I’m a recovering control freak. Today I am happy to say the recovery is going well. Tomorrow will probably be a different story if my four year old son and I clash over the household structure. Mother Mary began showing me my intense desire to control everything and everyone from the moment of my conscious awakening. While I was reluctantly willing to admit to my more obvious tendencies to manipulate, I was adamant in my denial of the not so obvious. Growing up in an environment that felt so out of control provided a pressing sense of imminent destruction and chaos unless I stepped in and did something, anything. Understanding why is great as far as it goes, but in and of itself, never seemed to change the behavior and consequently the outcome.
Control is a strange energy to dance with. At times I’m desperate for things to go the way I believe they should go and work to impose my will on those involved. But at the same time I abhor being controlled and pull so far back at the first whisper, I might as well not be in the same hemisphere. And yet, I combed the earth looking for people to tell me what to do and how to live my life. What should I eat, wear, listen to, enjoy, worship, etc… As Spock would say, “fascinating.” How can there be three such powerful dynamics occurring simultaneously?
Mother teaches me not to control others and not to allow myself to be controlled. Over the years those two concepts have become more and more subtle. My latest example of trying to resist being controlled is with email. People send me all kinds of emails. As far as the content goes, for the most part, I enjoy them all. But there is a certain type that throws up my wall of defenses and gets my anger cranked up so fast, I’m surprised every time. You probably have received these countless times. The content is something about love, friendship or spirituality, and I’m reading along and thinking, this is so nice, and then wham! “Please send this to at least 5 people or you will burn in hell and great tragedy will strike you or your loved ones. My favorite is the one where your “gift” from the universe is in direct proportion to the number of people you send it to. And of course there’s the one with St. Teresa’s prayer that if you say the prayer and send it to 12 people including the one who sent it to you, when you get yours back, you get something “special” with the email. I tried it once, against my better discernment and got nothing. It’s as if all the control freaks on the planet finally found an outlet.
It amazes me that the people who originate these emails can’t conceive that I might just pass it on to a few loved ones WITHOUT their explicit directions. Those emails wreck havoc with my guilt because they intimate that if you don’t send it you don’t REALLY love your friends because if you did you would do as you are told! This is how I lived my whole life. Designing ways to control and flinging them out into the world and when that energy came hurtling back to me, blindly sending it out to the prescribed amount of people and feeling so pissed off all the time, I thought I would loose my mind.

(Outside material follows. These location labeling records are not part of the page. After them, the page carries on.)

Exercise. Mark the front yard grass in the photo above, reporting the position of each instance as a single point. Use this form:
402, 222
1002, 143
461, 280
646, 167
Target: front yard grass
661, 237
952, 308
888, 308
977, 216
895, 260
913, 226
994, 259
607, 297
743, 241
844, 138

Controlling and being controlled is a full time occupation. It doesn’t leave much room for things like, what do I need and what do I think about this, or how does this make me feel. Once Mother gently began to move me inward I discovered a whole new world, me. Oddly enough, the less controlling I am, I have time for things like, my son for instance, my marriage, writing, playing, and eating moderately. I’ll be writing about this theme often, as it comes up daily for me, especially with my son, am I controlling him or providing structure? I worry about that all the time, which I suspect makes me more controlling.
Keep the emails coming, but don’t be offended if you don’t get it back, it’s a control thing.